Consider the following situation: the node has 100 GB of RAM, but the ES heap size is 30 GB.
Does this mean that ES will only ever use 30 GB of RAM? And the other 70 GB will go unused?
If not, than what how does it use the memory.
P.S. I see lots of articles on setting the correct size of the heap, but can't find anything that describes what it is and how it works in relation to ES.
I think that's not quite the case. It's normal to see the Elasticsearch process using more memory than the configured heap size (usually not more than 2×). It also indirectly uses the rest of the available memory in the system via the filesystem cache. A node with 100GB of memory may well perform better than a node with 64GB of memory even though Elasticsearch's heap size is 30GB in both cases. The filesystem cache is very important. The extra memory is not wasted.

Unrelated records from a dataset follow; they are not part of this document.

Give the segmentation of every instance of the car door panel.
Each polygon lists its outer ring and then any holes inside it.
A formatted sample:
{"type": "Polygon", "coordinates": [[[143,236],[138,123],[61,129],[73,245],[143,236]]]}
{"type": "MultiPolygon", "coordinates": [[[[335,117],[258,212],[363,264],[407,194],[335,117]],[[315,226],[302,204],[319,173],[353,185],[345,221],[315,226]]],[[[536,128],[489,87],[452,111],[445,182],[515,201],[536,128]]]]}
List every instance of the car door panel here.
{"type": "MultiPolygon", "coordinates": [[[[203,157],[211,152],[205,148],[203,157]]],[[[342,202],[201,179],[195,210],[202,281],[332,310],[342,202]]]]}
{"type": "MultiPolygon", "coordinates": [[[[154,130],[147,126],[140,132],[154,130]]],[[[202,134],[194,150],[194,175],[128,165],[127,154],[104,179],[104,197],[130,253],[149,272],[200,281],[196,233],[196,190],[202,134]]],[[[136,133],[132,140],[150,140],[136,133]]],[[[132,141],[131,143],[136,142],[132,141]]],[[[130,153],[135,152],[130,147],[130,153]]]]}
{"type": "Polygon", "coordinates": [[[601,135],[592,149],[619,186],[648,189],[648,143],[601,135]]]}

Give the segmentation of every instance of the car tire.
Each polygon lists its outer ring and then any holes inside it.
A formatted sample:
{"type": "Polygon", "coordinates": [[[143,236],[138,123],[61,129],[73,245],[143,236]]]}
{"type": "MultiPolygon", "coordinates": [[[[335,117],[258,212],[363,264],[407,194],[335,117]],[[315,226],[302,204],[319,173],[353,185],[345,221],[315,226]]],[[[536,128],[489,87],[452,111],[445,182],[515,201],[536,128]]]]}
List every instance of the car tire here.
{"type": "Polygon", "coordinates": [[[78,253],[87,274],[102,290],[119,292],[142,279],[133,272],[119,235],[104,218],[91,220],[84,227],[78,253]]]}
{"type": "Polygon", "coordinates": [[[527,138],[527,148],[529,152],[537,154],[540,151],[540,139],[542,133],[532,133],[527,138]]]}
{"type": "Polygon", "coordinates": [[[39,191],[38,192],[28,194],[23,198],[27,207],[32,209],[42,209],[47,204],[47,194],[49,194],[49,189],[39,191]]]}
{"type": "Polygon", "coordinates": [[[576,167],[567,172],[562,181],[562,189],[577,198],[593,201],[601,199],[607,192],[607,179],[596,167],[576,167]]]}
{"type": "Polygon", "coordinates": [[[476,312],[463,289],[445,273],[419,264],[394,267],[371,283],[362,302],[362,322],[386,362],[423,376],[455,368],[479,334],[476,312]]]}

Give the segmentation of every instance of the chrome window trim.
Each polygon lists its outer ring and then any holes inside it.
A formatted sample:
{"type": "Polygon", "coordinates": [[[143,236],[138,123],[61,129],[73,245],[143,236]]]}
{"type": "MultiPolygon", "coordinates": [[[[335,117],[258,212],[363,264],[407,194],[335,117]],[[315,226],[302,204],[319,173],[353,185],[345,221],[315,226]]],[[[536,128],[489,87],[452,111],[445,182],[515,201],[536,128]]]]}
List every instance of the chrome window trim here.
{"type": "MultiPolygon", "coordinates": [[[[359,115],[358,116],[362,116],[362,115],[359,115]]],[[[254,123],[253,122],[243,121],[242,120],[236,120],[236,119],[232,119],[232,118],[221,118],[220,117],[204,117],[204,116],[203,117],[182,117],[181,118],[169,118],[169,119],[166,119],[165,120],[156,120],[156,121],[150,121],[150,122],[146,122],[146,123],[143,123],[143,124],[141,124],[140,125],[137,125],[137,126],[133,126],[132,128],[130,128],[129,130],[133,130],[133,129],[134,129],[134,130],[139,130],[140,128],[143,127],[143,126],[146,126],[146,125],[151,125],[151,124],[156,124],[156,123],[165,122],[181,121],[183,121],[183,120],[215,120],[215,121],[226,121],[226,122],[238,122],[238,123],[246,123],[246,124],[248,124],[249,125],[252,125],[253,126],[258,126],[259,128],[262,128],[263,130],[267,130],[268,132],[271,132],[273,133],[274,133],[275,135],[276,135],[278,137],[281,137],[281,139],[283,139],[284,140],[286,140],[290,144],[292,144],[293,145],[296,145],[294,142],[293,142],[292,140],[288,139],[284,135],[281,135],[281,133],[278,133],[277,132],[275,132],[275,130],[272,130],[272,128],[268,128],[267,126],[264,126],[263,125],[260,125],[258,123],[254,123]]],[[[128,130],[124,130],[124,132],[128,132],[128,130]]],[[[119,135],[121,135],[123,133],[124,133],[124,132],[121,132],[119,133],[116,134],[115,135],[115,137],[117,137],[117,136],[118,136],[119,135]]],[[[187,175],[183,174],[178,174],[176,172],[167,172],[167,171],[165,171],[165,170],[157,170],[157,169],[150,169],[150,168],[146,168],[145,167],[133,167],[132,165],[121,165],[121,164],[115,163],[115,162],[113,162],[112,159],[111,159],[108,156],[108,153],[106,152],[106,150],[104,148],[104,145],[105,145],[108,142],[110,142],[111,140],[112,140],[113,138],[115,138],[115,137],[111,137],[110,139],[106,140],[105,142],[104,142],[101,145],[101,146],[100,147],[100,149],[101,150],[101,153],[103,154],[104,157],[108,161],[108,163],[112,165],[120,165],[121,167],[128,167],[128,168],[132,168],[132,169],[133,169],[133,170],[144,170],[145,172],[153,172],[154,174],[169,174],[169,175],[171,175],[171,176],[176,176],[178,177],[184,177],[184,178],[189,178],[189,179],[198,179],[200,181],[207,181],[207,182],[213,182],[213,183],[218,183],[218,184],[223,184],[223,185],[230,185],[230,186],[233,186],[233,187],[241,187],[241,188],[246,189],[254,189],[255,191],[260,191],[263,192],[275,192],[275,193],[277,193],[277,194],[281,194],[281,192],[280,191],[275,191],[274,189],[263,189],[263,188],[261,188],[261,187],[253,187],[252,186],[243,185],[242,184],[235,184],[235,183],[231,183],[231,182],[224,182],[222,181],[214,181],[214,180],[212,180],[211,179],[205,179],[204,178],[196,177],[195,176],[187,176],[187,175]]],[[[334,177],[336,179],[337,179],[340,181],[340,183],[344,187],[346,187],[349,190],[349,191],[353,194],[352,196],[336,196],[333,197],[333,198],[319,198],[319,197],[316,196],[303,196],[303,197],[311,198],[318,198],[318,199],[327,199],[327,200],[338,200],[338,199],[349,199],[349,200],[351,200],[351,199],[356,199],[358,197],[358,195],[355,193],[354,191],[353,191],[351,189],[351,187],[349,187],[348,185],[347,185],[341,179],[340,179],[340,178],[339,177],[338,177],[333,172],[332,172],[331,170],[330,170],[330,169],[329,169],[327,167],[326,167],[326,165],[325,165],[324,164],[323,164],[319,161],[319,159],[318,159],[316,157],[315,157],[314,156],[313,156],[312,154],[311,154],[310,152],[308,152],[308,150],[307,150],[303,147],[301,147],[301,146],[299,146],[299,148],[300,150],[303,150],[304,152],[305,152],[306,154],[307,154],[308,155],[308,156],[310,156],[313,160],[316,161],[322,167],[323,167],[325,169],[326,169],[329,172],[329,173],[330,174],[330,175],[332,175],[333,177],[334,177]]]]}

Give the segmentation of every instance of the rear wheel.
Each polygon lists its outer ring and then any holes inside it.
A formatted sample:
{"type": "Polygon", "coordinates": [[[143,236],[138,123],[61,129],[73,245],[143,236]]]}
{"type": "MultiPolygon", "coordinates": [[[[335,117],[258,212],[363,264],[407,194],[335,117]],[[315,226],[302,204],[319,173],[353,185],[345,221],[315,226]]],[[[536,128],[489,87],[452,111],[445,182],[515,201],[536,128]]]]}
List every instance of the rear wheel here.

I'm not sure I understand the distinction. The OS provides the RAM that the JVM uses too, both for the heap and for everything else. Your original question was whether this extra memory was used or not, and the answer is that it is indeed used.
Elasticsearch (really Lucene) puts a lot of effort into accessing files in a way that increases the chances that the data it needs is already cached, and a larger filesystem cache can make that much easier.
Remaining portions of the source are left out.